Оказалось еще, что он, Алексей Михайлович, проживает в том же санатории, куда направлялся и я, и, «имея кое-какие связи в здешнем мире», может устроить меня рядом с собой, тем более что соседняя комната сегодня должна освободиться.
Я спросил его, откуда же он теперь едет? Он почти нахмурился и сказал коротко, что по делам. Я опять смутился.
И в самом деле все устроилось именно так, как обещал Алексей Михайлович, то есть мы поселились вместе.
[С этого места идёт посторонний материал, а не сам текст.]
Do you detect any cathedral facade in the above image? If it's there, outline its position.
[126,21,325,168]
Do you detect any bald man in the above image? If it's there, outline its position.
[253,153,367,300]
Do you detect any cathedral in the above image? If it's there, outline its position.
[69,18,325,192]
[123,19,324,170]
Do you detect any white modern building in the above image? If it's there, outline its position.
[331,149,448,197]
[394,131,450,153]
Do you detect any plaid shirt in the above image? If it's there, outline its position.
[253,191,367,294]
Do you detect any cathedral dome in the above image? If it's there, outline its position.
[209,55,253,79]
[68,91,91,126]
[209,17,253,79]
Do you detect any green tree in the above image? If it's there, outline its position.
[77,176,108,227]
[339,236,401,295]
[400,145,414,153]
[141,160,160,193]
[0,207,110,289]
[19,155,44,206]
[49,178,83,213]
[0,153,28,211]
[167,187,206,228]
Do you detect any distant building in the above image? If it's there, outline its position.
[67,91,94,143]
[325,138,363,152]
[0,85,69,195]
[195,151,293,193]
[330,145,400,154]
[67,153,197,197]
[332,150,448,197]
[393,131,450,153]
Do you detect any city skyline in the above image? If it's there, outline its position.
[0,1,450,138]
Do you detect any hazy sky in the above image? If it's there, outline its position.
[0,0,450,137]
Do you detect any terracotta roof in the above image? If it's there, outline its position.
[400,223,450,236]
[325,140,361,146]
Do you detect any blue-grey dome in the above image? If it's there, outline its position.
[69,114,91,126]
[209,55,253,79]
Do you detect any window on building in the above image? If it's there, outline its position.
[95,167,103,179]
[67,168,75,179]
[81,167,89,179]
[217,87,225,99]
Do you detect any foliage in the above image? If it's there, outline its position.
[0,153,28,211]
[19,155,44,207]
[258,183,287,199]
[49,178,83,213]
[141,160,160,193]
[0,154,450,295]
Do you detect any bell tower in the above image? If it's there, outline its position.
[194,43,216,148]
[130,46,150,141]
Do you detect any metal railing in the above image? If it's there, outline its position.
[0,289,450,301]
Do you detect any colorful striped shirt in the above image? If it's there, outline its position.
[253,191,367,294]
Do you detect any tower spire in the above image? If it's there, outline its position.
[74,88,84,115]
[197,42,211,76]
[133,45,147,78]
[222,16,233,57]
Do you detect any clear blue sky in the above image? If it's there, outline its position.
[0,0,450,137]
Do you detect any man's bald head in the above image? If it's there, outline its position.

Корпус стоял на самой окраине густого малоухоженного парка, в стороне от главного корпуса (значительных размеров здания с колоннами) и, что называется, утопал в зелени; впрочем, здесь все в ней утопало. Постройка была деревянной, в два этажа, второй этаж опоясывала довольно широкая веранда, и вход в комнаты был через нее. Моя комната располагалась на углу, а рядом — комната Алексея Михайловича. Моя была маленькая, метров не более шести, его — в два, а то и в два с половиной раза больше. Убранство простое: кровать, тумбочка возле кровати, стол, ниша платяного шкафа сбоку от двери, на окне два ряда штор: ночные — из тяжелой плотной материи, и дневные — прозрачные и легкие. Мне нравилось здесь.
В первый же день я познакомился у Алексея Михайловича с Владимиром Федоровичем Никоновым, высоким сухим стариком, как-то уж очень тщательно одетым, с нездоровым цветом лица и голубыми, уже чуть водянистыми глазами; но смотрели они внимательно. Вообще он сразу показался мне странным: вошел без стука, сказал: «Извините», — сел, сложил руки на коленях, стал внимательно меня рассматривать, но с некоторым как будто беспокойством (хотя старался это делать деликатно) все время изменял положение тела и никак не мог найти удобной позы. С его приходом лицо Алексея Михайловича приняло как будто сумеречный оттенок, и выражение было не то чтобы недовольное, а такое, как бывает при несильной, но изо дня в день беспокоящей зубной боли. Он представил меня. Старик излишне долго держал мою руку и заглядывал в глаза. Потом мы все сели, а минуты через две-три молчания я понял, что мне нужно уйти. Я сказал, что пойду. Алексей Михайлович при этом как-то странно на меня посмотрел, и, только возвратившись к себе, я понял, что ему не хотелось, чтобы я уходил.
Было, несмотря на вечер, еще светло, и я отправился пройтись. Не знаю, почему я не пошел к морю: все первым делом идут к морю, и это естественно, а я просто стал бродить по аллеям. Я обошел, наверное, весь парк и возвращался к себе, когда меня окликнули:
— Не уточнишь, который час?
Я обернулся. Из-за кустов, в этом месте редких, с правой стороны аллеи на меня смотрел молодой человек лет тридцати, в ярко-красной рубашке, с аккуратно причесанными светлыми, даже белесыми волосами; волосы, казалось, лежали один к одному, словно каждый вытягивали и укладывали отдельно.
— Что? — сказал я от неожиданности резко.
— Не уточнишь? — повторил он, но теперь не так уверенно. — Время, а?
— Не ношу часов, — отвечал я и показал ему левую руку.
— Понятно. — Он коротко кивнул и вышел, с осторожностью раздвигая кусты, ко мне на аллею. Когда он вышел, я увидел на его руке часы с металлическим браслетом.